Live Streaming for Public Safety

(This is an edited blog post from Motorola Solutions Fresh Communities by Andreea Cojocariu, digital marketing manager at DigitalStakeout.)

Why is live streaming video important for law enforcement?
The world of instant news and sharing is certainly not new for us, as we’re used to sharing text, pictures and videos online via social media. Live streaming video takes this world a step further. Now anyone can be a reporter and stream their perspective to anyone in the world…anyone…in real time. That sounds exciting and interesting from a user perspective perhaps, but from the eyes of law enforcement, it can be both an asset and a liability.

The benefits of live streaming video
Technology and social media providers tapping into fire hose data from Twitter can pull videos from live video streaming apps as part of their efforts in social media threat detection and investigative work. Live streaming video can be used in proactive policing efforts to spot potential risks and assess scenarios that enable law enforcement to make decisions faster and more appropriately. Officers can see a situation unfold and be alerted that it is a risk in real-time. Think public unrest, riots, school shootings, publicized cases, and special events – there is tremendous value an analyst could gleam from video data. There are cues and clues in videos not detectable in text that could provide valuable intel for law enforcement. This all requires good police work, and officers still need to be able to decipher that data and make decisions that impact public and officer safety. The ability to use live streaming video social media data is exciting and opens new doors for law enforcement.

The dangers
There are also major drawbacks to live streaming video. A dangerous situation for law enforcement is when a suspect or person of interest in the middle of committing a crime watches the live stream of officials in actions. Because anyone with a smartphone can be streaming live, law enforcement officers on the scene may not be aware if they are being live streamed. That puts officer lives and tactical strategies at risk. Said person of interest and committer of the crime can change their behavior and harm officers and the public based on what they’re seeing live. In the worst case scenario, the bad guys can get the upper hand.

How should I live stream?
Be mindful of the situation before live streaming: Ask yourself: is what I am seeing the beginning of a crime scene? Reporters and bystanders may, but an officer doing it can dangerous and impede an investigation. That’s not something you want.

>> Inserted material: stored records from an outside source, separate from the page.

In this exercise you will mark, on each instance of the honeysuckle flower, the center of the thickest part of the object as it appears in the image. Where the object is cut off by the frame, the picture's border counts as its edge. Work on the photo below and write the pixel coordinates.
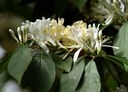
(111, 11)
(22, 34)
(50, 32)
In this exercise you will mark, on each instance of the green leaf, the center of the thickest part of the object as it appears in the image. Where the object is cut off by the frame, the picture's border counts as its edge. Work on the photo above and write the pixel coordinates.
(121, 41)
(19, 62)
(117, 60)
(4, 62)
(69, 81)
(80, 3)
(65, 65)
(41, 72)
(91, 79)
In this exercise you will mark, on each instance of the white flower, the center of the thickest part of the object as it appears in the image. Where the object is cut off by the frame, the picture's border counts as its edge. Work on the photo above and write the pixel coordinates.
(22, 34)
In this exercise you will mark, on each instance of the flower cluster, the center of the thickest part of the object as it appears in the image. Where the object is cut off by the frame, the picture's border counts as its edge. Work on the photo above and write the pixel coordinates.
(49, 32)
(110, 11)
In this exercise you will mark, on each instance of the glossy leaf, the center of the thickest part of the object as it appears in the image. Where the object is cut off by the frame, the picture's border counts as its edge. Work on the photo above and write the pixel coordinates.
(41, 72)
(121, 41)
(4, 62)
(19, 62)
(69, 81)
(91, 79)
(65, 65)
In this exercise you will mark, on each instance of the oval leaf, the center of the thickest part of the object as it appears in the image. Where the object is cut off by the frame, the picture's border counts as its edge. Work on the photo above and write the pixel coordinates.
(91, 79)
(41, 73)
(69, 81)
(19, 62)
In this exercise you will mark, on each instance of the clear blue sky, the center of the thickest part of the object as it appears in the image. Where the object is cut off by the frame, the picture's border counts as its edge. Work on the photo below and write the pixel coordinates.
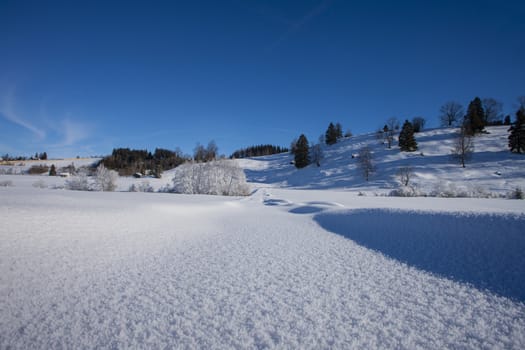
(84, 77)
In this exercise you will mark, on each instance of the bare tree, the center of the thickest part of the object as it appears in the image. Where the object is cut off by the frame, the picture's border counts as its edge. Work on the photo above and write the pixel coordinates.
(404, 175)
(389, 130)
(418, 123)
(365, 162)
(316, 154)
(106, 180)
(451, 114)
(493, 110)
(463, 147)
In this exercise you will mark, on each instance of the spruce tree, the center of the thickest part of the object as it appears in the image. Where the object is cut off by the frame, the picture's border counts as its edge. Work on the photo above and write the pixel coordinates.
(301, 152)
(517, 133)
(53, 170)
(331, 134)
(475, 118)
(407, 141)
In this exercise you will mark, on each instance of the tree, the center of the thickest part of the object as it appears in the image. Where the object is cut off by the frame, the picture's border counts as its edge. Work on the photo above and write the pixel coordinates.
(301, 152)
(407, 141)
(365, 162)
(52, 170)
(389, 130)
(463, 146)
(451, 114)
(418, 123)
(404, 175)
(338, 131)
(331, 134)
(475, 117)
(199, 153)
(106, 180)
(211, 151)
(317, 154)
(517, 133)
(493, 108)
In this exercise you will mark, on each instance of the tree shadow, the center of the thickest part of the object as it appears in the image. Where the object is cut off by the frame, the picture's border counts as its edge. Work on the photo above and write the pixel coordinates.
(484, 250)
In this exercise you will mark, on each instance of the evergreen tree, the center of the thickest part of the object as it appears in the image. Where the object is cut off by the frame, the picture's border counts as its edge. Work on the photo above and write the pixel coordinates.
(52, 170)
(407, 141)
(338, 131)
(331, 134)
(302, 152)
(475, 118)
(517, 133)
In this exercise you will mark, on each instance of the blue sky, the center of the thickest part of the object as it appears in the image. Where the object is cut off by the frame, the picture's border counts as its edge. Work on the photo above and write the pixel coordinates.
(84, 77)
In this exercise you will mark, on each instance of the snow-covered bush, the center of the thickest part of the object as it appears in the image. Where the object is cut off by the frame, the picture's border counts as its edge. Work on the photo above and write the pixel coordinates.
(222, 177)
(144, 186)
(79, 182)
(517, 193)
(39, 184)
(105, 179)
(406, 191)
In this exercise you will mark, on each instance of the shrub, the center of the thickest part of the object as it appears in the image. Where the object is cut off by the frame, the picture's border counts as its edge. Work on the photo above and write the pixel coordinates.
(517, 193)
(105, 180)
(78, 183)
(222, 177)
(144, 186)
(38, 169)
(39, 184)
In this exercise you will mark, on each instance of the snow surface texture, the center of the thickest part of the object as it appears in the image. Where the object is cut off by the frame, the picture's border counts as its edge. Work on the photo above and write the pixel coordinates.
(140, 270)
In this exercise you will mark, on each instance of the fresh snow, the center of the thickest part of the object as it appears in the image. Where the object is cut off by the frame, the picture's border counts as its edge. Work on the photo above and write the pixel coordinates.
(303, 262)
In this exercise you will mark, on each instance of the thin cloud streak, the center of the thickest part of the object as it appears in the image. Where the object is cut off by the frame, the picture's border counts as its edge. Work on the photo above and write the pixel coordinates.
(7, 110)
(297, 26)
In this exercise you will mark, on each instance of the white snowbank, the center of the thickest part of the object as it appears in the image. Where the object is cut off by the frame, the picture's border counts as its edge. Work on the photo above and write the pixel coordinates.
(135, 270)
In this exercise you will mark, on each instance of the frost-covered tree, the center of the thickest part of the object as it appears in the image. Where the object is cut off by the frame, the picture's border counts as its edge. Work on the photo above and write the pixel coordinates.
(316, 154)
(389, 130)
(407, 141)
(365, 162)
(418, 123)
(475, 118)
(331, 135)
(105, 179)
(78, 182)
(222, 177)
(302, 150)
(463, 146)
(493, 111)
(53, 170)
(517, 133)
(451, 114)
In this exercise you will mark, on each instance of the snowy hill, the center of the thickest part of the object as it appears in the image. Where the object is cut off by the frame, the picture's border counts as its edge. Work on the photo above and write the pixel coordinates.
(492, 169)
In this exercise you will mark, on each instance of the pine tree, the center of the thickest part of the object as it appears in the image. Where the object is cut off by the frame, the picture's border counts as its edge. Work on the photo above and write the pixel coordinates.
(517, 133)
(475, 118)
(52, 170)
(301, 152)
(338, 131)
(407, 141)
(331, 134)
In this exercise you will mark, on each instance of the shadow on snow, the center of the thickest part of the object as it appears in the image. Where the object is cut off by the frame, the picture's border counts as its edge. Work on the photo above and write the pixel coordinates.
(484, 250)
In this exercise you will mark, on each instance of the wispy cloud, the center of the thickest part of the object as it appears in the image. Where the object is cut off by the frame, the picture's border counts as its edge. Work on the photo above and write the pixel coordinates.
(74, 132)
(8, 112)
(296, 26)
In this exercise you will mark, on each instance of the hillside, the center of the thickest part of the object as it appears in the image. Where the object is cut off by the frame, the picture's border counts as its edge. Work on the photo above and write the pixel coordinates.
(492, 167)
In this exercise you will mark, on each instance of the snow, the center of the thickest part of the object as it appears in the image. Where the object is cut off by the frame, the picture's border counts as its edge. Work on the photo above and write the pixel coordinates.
(303, 262)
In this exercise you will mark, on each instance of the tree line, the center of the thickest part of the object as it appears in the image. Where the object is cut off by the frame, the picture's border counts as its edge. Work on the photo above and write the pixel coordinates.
(258, 151)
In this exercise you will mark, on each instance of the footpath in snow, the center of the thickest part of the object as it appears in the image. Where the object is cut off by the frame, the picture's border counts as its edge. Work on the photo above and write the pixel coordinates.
(282, 268)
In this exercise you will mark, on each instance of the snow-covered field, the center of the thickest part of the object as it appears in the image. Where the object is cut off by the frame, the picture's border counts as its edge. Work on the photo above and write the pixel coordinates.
(281, 268)
(286, 267)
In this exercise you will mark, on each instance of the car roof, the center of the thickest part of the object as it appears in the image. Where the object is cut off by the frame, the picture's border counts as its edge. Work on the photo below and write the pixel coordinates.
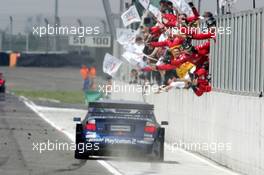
(124, 104)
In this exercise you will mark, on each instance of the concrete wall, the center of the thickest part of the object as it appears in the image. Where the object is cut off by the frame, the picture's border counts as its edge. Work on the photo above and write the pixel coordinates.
(214, 118)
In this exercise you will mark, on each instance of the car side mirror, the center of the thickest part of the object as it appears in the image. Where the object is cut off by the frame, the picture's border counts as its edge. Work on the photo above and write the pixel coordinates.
(77, 119)
(164, 123)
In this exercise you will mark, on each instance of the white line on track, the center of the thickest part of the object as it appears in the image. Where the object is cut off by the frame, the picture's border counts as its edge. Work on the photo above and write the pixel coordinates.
(34, 108)
(208, 162)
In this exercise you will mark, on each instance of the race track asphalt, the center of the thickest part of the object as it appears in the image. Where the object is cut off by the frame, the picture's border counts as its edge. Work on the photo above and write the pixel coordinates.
(19, 129)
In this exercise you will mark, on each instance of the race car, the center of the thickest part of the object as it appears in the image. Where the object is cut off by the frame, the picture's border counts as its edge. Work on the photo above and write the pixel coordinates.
(113, 128)
(2, 83)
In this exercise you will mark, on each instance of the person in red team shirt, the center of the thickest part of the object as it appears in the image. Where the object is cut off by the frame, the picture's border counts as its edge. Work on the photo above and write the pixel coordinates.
(2, 83)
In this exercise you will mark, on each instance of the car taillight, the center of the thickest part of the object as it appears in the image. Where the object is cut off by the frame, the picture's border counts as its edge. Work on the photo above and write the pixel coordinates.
(150, 128)
(90, 125)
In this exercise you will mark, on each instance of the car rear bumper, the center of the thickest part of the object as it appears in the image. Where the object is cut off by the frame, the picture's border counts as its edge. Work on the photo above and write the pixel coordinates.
(110, 147)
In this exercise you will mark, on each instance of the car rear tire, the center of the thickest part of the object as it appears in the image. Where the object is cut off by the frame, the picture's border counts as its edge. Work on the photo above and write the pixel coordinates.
(159, 146)
(2, 89)
(79, 154)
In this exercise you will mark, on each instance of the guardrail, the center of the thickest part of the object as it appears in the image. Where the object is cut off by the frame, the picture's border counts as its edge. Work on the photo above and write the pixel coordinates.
(237, 60)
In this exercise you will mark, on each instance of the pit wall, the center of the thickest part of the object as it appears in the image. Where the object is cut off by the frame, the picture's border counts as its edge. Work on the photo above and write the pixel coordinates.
(213, 118)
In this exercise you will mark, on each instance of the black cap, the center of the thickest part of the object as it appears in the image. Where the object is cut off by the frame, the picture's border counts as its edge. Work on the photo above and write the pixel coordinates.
(211, 22)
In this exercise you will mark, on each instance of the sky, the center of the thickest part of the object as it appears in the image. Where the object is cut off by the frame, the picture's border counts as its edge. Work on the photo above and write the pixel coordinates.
(90, 11)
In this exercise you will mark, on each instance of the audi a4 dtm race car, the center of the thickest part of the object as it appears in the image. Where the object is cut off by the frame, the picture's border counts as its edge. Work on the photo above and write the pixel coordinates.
(119, 127)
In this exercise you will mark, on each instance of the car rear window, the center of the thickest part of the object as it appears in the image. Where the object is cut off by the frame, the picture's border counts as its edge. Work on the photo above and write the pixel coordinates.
(133, 113)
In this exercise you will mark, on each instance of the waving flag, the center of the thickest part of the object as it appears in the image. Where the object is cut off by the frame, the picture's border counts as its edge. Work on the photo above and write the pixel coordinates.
(133, 58)
(182, 6)
(125, 36)
(144, 3)
(156, 12)
(130, 16)
(111, 64)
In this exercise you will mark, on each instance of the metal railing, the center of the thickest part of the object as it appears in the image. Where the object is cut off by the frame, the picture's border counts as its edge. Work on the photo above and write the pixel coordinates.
(237, 60)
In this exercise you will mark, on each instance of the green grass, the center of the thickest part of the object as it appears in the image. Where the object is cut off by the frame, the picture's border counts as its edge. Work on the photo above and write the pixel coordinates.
(71, 97)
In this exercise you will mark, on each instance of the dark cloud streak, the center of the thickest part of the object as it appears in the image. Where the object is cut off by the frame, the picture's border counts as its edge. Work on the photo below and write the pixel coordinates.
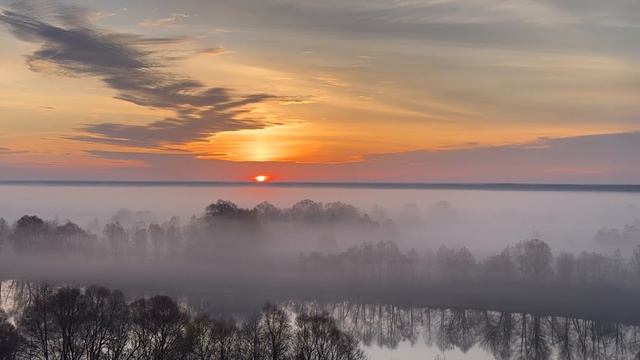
(71, 46)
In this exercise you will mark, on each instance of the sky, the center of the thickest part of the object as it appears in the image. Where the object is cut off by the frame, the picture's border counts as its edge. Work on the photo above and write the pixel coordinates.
(334, 90)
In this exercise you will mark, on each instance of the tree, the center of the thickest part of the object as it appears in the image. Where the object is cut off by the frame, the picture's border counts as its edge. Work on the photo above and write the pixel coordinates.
(534, 258)
(10, 339)
(116, 237)
(36, 325)
(276, 332)
(5, 232)
(566, 268)
(319, 338)
(251, 344)
(227, 210)
(158, 329)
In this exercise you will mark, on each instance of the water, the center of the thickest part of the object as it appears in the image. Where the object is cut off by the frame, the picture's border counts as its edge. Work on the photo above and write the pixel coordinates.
(487, 218)
(386, 331)
(483, 218)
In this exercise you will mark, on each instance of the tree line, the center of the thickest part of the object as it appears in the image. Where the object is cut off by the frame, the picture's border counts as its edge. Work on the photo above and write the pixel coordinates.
(224, 225)
(71, 323)
(527, 261)
(505, 335)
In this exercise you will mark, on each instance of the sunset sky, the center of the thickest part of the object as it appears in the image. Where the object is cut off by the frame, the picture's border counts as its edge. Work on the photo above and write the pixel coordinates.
(354, 90)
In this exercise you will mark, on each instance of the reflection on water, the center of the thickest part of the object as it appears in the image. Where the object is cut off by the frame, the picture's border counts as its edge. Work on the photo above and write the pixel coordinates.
(452, 333)
(393, 332)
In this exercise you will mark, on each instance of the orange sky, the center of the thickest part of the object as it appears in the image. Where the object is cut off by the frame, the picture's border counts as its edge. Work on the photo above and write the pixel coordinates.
(216, 82)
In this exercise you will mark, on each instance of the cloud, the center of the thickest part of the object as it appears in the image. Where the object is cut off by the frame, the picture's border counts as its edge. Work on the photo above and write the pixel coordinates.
(213, 51)
(7, 151)
(172, 19)
(331, 80)
(70, 45)
(604, 158)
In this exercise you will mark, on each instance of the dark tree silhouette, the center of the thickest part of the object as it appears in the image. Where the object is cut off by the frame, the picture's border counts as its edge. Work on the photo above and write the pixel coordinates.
(10, 340)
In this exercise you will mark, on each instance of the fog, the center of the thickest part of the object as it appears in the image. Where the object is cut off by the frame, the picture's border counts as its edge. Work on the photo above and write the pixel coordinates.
(386, 265)
(483, 221)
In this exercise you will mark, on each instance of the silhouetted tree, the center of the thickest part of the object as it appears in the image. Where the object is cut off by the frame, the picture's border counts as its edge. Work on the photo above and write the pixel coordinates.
(319, 338)
(30, 234)
(534, 259)
(10, 340)
(276, 331)
(158, 329)
(116, 237)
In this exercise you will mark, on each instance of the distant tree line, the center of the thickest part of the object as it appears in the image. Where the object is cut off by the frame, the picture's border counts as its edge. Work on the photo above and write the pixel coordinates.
(228, 232)
(223, 227)
(527, 261)
(505, 335)
(96, 323)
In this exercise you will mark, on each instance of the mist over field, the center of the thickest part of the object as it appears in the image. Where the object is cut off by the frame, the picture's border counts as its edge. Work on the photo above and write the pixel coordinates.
(483, 221)
(419, 247)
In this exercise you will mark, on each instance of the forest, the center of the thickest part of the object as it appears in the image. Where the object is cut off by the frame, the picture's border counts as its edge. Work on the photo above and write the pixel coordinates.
(93, 323)
(314, 250)
(366, 250)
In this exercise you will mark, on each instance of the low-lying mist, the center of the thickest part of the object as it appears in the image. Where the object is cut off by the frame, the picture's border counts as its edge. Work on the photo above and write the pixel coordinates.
(327, 251)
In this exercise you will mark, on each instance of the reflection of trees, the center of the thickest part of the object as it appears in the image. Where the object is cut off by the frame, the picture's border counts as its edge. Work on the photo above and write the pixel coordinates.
(502, 334)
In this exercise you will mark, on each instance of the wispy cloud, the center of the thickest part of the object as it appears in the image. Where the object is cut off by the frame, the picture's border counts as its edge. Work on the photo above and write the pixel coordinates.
(71, 45)
(7, 151)
(172, 19)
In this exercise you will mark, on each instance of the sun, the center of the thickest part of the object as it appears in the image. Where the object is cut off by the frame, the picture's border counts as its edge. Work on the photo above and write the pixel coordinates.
(261, 178)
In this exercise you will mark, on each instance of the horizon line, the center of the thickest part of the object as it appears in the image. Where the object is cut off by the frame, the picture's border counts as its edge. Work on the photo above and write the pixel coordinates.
(381, 185)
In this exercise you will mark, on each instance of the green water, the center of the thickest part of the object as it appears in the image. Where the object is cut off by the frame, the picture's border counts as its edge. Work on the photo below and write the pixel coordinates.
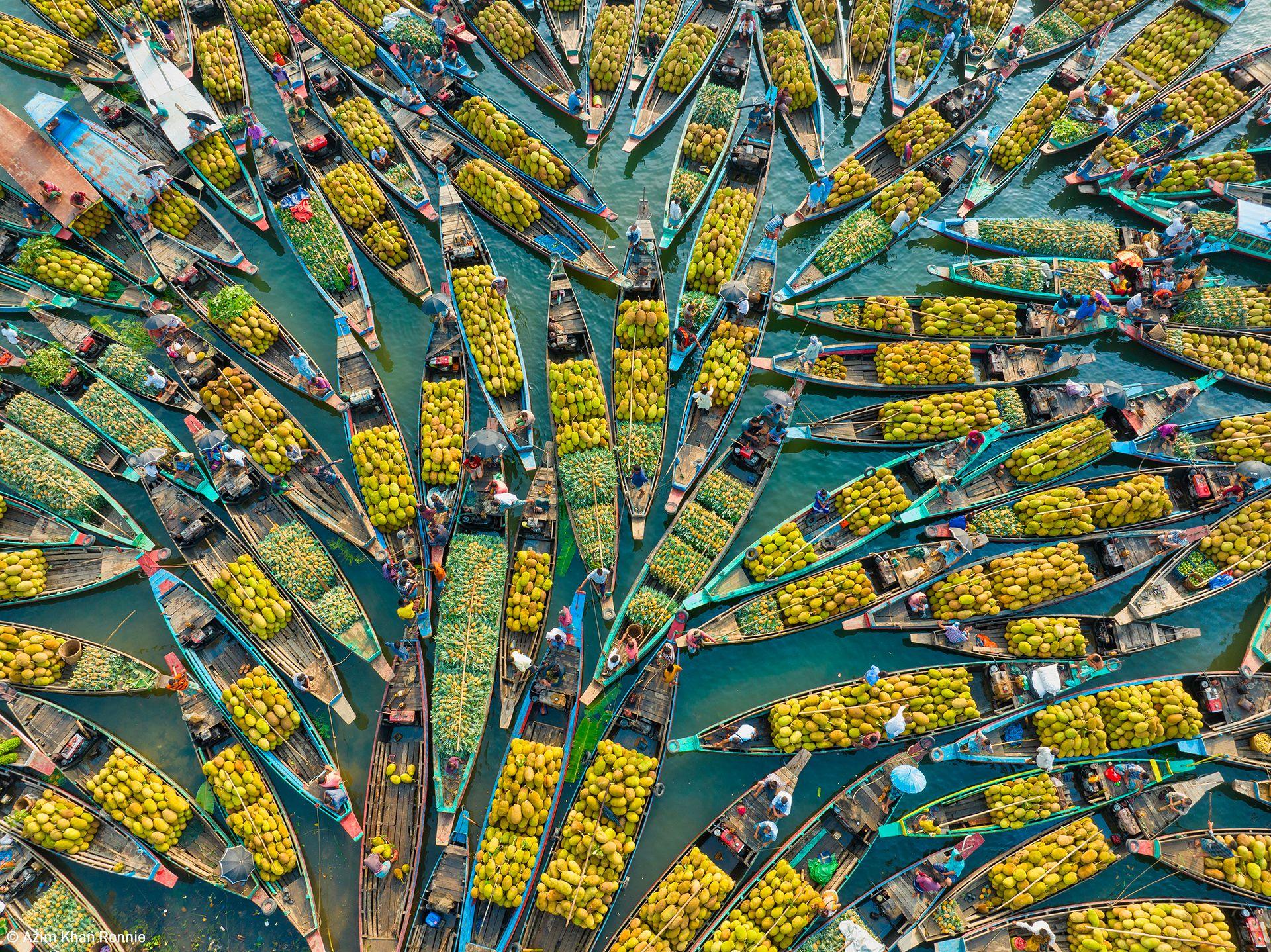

Don’t reveal tactical information: This has already happened. A department was Periscoping live drills revealing how officers respond in scenarios. Guess what? Because that’s live and available for anyone in the world to see, you’re giving away information for free to criminals who can see that video and figure out ways to bypass law enforcement. Do not reveal tactical information. It puts officers and the public at risk.

Stick to the news: Periscope and Meerkat can be powerful tools to capture the facts. It is to everyone’s benefit to video only what is happening on the ground, without adding personal commentary.

It’s okay to be human. In marketing, there is the notion of humanizing your brand. That really applies to public relation efforts in general and definitely applies to law enforcement. Live videos, because they seem so unscripted, can be used to show the human side of your department. Be sincere. Be factual. Relate to your public. It will help promote good will in a time when relationships with public and law enforcement are tense.

Be mindful of location: Periscope can track location. Although it does not give exact coordinate data, it still reveals the centre of the area, which can lead to you. Considering the circumstances, you may or may not want that information available. That could impede investigations and put officers at risk … again, depending on the situation.

Live streaming is a powerful tool that can used to keep officers and citizens more informed, and ultimately, safer.